6.6 - Lack of Fit Testing in the Multiple Regression Setting

Formal lack of fit testing can also be performed in the multiple regression setting; however, the ability to achieve replicates can be more difficult as more predictors are added to the model. Note that the corresponding ANOVA table below is similar to that introduced for the simple linear regression setting. However, now we have p regression parameters and c unique X vectors. Further, each predictor must have the same value for at least two observations for it to be considered a replicate. For example, suppose we have 3 predictors for our model.
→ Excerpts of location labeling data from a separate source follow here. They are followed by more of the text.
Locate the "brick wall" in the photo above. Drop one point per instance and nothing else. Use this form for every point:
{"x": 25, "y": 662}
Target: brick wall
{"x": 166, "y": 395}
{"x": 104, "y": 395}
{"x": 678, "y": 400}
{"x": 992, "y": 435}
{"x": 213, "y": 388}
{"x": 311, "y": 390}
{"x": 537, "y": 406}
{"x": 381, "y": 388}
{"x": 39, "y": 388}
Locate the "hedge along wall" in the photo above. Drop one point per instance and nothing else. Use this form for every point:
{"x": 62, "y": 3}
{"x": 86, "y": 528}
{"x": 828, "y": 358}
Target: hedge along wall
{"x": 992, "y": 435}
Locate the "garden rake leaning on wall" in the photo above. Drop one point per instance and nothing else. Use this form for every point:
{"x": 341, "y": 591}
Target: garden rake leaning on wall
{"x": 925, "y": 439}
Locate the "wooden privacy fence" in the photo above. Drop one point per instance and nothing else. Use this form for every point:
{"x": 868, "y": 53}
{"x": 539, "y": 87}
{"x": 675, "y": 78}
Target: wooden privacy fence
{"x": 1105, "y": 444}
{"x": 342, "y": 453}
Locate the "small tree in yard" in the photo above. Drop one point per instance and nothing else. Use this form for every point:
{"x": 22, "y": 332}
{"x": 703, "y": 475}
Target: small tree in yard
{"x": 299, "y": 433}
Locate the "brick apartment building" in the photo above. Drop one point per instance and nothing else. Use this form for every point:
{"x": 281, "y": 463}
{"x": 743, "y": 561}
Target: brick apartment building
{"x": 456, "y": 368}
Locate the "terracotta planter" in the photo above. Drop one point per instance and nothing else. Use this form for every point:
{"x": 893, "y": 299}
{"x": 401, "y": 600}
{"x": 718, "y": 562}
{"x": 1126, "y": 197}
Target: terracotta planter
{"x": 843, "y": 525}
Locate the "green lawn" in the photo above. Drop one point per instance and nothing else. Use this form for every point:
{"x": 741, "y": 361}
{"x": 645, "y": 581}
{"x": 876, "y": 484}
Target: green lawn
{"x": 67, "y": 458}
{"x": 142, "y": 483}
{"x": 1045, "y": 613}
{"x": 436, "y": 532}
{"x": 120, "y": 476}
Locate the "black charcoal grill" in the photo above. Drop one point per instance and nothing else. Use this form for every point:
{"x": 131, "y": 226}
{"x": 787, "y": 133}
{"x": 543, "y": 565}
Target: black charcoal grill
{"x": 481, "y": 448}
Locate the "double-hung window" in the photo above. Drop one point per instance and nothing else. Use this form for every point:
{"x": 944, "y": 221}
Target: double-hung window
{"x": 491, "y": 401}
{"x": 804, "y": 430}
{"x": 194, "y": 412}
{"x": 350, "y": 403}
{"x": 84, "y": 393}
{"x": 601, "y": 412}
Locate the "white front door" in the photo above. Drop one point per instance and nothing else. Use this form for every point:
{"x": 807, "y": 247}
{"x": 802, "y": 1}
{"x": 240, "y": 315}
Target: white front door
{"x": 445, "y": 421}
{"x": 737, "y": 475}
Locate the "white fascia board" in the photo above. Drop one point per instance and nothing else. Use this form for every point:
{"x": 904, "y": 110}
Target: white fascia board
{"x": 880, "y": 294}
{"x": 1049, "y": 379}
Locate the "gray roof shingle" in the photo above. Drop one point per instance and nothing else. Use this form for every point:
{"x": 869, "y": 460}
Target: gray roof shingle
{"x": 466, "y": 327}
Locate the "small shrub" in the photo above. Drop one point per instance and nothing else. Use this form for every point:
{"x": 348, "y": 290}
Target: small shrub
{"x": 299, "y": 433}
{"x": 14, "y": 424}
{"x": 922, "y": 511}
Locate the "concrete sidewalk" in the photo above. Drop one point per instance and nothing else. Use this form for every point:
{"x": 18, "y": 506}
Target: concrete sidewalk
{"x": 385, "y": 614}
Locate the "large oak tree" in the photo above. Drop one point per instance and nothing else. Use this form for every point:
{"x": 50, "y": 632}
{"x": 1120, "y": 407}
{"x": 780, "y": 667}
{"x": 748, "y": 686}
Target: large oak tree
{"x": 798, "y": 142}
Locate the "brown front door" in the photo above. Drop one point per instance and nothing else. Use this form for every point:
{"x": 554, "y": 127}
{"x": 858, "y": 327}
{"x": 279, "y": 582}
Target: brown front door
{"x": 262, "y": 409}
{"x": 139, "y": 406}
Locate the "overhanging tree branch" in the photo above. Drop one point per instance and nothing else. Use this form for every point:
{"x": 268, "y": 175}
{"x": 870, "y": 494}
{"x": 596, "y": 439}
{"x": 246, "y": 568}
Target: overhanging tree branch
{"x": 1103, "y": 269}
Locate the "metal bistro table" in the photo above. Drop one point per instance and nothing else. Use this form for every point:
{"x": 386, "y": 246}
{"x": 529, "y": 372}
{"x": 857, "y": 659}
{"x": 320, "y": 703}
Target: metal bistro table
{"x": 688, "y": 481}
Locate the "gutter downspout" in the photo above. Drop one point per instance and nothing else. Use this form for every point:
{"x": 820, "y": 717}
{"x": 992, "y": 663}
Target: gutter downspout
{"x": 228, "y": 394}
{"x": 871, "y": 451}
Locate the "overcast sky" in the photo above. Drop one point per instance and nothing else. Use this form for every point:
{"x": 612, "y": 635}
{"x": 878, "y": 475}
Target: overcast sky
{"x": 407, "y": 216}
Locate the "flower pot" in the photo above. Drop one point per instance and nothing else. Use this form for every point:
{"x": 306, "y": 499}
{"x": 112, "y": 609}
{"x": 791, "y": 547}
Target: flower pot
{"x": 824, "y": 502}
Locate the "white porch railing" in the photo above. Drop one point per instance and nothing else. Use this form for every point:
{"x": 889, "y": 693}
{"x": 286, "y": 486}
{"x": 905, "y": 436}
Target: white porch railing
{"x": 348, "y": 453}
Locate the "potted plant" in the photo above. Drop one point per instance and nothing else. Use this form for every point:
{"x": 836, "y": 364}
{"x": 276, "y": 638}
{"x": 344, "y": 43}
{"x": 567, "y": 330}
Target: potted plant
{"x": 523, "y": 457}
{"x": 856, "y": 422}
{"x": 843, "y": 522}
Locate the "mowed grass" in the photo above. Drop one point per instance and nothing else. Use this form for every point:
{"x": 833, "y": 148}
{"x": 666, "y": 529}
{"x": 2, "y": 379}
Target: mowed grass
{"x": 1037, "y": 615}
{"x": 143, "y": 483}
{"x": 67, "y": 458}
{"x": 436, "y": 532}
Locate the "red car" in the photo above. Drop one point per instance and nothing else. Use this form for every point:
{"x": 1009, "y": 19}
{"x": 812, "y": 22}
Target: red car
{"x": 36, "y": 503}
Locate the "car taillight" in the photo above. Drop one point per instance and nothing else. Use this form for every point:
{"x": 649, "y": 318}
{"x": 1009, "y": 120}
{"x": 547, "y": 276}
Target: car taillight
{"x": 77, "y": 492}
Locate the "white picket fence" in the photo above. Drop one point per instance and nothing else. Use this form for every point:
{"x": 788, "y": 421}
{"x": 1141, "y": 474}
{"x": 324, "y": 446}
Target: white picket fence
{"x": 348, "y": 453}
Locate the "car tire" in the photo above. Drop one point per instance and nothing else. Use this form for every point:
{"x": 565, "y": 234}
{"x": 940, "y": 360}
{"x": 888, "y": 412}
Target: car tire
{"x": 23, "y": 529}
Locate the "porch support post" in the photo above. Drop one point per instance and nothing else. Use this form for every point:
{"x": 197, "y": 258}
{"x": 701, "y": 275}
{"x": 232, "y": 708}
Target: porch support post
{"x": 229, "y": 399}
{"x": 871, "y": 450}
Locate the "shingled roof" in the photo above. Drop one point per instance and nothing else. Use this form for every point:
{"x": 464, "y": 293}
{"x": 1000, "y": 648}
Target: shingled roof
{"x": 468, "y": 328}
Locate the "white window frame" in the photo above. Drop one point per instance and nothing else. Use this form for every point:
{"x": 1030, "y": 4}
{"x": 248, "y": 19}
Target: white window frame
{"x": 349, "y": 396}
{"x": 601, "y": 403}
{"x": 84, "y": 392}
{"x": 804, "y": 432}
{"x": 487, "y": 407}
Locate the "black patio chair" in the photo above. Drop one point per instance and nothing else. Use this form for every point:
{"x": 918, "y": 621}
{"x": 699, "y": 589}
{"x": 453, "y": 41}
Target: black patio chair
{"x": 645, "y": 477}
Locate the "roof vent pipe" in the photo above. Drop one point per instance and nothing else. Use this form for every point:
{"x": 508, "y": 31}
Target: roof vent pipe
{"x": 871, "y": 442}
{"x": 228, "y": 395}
The observations (40, 10, 12) and (40, 10, 7) are unique levels for our X vectors, whereas the observations (10, 5, 13) and (10, 5, 13) would constitute a replicate.

Source	df	SS	MS	F
Regression	p - 1	SSR	MSR	MSR / MSE
Error	n - p	SSE	MSE
Lack of Fit	c - p	SSLOF	MSLOF	MSLOF / MSPE
Pure Error	n - c	SSPE	MSPE
Total	n - 1	SSTO

Formal lack of fit testing in multiple regression can be difficult due to sparse data unless we're analyzing an experiment that was designed to include replicates. However, other methods can be employed for lack of fit testing when we do not have replicates. Such methods involve data subsetting. The basic approach is to establish criteria by introducing indicator variables, which in turn create coded variables. By coding the variables, you can artificially create replicates and then you can proceed with lack of fit testing. Another approach with data subsetting is to look at central regions of the data and treat this as a reduced data set. Then compare this reduced fit to the full fit (i.e., the fit with all of the data), for which the formulas for a lack of fit test can be employed. Be forewarned that these methods should only be used as exploratory methods and they are heavily dependent on what sort of data subsetting method is used.